И так шли неделя за неделей. До последнего срока операции оставались считанные, может быть, еще не недели, но месяцы. Я ничего не мог понять, по-прежнему торопил Алика, и вдруг он признался: клапан – вещь очень дорогая, стоит четыре тысячи долларов. Ни он, ни «Русская мысль» купить его не могут. Но так как он пообещал и тем самым поставил меня в безвыходное положение, они с Ириной Алексеевной Иловайской, редактором «Русской мысли», попросили Солженицыных купить клапан. И Наталья Дмитриевна специально приехала в Нью-Йорк, чтобы отдать его Томе. Самое грустное в этой истории было то, что мы не знали главного: клапаны бывают разных размеров. Подаренный Солженицыными клапан случайно Лене подходил, но он, измученный ожиданием или по каким-то внутренним причинам, хотя еще оставалось недели две до крайнего срока операции и был в Вильнюсе хирург, который брался ее сделать, в последний момент от клапана отказался, подарил его другому больному и вскоре умер.

Побоище в Тбилиси и «Золотое перо свободы»
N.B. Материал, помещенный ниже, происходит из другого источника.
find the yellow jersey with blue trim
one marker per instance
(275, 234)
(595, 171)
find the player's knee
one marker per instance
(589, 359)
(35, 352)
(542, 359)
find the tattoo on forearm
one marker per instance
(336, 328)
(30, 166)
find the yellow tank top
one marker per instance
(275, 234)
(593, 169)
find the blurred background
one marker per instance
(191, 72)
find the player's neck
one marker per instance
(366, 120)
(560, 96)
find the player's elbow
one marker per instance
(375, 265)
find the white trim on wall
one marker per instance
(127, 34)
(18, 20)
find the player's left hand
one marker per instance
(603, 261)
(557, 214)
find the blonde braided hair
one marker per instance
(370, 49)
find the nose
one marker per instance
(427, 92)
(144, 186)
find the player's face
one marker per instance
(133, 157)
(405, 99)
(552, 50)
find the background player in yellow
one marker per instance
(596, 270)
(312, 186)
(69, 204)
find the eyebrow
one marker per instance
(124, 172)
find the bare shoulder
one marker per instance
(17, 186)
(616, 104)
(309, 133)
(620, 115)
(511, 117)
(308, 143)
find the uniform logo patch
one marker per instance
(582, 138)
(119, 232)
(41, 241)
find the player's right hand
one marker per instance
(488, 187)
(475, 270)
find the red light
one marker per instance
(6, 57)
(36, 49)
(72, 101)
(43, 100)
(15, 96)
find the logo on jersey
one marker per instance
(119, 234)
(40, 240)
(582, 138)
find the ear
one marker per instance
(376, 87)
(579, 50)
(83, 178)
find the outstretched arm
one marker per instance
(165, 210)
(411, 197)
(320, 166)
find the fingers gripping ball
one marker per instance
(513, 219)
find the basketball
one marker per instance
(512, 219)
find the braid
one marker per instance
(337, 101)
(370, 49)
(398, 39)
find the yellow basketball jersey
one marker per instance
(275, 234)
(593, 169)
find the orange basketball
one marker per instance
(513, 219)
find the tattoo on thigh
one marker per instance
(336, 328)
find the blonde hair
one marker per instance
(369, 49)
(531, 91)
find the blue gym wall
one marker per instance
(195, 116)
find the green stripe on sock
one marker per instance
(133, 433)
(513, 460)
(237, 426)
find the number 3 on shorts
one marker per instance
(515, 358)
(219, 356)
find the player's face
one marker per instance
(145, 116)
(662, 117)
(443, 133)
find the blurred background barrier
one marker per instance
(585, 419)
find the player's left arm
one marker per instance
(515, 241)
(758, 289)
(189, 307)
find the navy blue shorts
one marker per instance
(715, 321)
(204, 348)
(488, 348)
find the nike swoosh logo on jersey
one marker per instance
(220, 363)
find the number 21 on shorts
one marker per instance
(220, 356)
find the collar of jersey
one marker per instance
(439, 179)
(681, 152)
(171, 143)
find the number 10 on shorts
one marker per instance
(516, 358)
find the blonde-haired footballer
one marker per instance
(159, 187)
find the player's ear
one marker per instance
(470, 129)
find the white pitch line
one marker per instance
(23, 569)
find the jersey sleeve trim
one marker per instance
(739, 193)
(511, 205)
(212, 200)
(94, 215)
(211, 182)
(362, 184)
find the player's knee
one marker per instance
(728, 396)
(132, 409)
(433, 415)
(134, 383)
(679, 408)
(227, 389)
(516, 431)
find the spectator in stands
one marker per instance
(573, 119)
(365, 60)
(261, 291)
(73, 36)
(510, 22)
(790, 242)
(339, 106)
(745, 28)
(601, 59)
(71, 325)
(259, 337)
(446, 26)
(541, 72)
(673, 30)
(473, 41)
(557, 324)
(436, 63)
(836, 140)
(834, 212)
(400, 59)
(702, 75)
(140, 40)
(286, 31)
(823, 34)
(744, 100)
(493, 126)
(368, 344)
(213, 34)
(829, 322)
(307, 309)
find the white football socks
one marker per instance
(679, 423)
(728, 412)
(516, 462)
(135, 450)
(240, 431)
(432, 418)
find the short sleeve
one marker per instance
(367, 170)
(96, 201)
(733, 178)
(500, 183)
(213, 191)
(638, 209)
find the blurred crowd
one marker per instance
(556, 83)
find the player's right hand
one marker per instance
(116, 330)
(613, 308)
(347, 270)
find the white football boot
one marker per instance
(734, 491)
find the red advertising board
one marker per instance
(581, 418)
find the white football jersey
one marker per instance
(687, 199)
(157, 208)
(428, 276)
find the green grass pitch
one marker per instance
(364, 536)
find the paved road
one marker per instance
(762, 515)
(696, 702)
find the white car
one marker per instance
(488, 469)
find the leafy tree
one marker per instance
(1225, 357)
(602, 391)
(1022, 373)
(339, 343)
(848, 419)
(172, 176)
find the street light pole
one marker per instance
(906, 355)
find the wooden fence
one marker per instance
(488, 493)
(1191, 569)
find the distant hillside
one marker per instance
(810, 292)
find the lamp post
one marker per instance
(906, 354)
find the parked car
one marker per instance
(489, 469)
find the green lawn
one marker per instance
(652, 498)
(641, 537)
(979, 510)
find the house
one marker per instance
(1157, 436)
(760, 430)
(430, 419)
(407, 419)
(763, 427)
Вернувшись из Армении, я узнал о присуждении мне «Золотого пера свободы» – крупнейшей премии в области международной журналистики. Ее учредители – Ассоциация издателей газет (на самом деле – издатели и владельцы 95 % средств массовой информации в мире: все крупнейшие теле- и радиокомпании, агентства, журналы входят в эту ассоциацию). Присудить премию обязательно хотели кому-нибудь из русских журналистов. Другим кандидатом был редактор «Огонька» – самого либерального, но все же официального издания в Советском Союзе – Виталий Коротич. Мировые СМИ с большим уважением отнеслись к политзаключенному, чем к доверенному лицу советских властей; к редактору разгромленного журнала, чем к руководителю проправительственного издания. Но я отнесся к этому равнодушно (интерес к Советскому Союзу не переносил на себя), так же как и к тому, что оказался в 1988 году на четвертом месте в списке самых известных людей в мире (на первом месте был Горбачев) – и не только потому, что толком не понимал, что это такое и какие дает возможности. Но в западном общественном мнении я в третий раз оказался первым: первым известным им освобожденным из советской тюрьмы политзаключенным; первым издателем независимого преследуемого журнала во все еще страшном Советском Союзе, и теперь – первым из советских противников тоталитарного режима, приехавшим в это новое «горбачевское» время на Запад. Конечно, все это происходило и с Солженицыным, и с Гинзбургом, и с Буковским. Ненадолго успел приехать в США перед своей гибелью Андрей Сахаров. Но к тем, кто выбрался из СССР раньше, успели привыкнуть, да и вопросы к ним были совсем другие. Андрей Дмитриевич говорил мало и очень осторожно, консультировался с врачами по поводу болезни сердца и на ужине, устроенном в честь него в «Уолдорф-Астория» богатейшими людьми Америки, отказался принять их взносы для помощи демократии в Советском Союзе. В общем, несмотря на безумную известность и популярность – площадь в Нью-Йорке рядом со зданием ООН уже была названа его именем – скорее разочаровал западное общественное мнение, которое ждало от него, как и всегда, ясных и четких предложений и планов на будущее.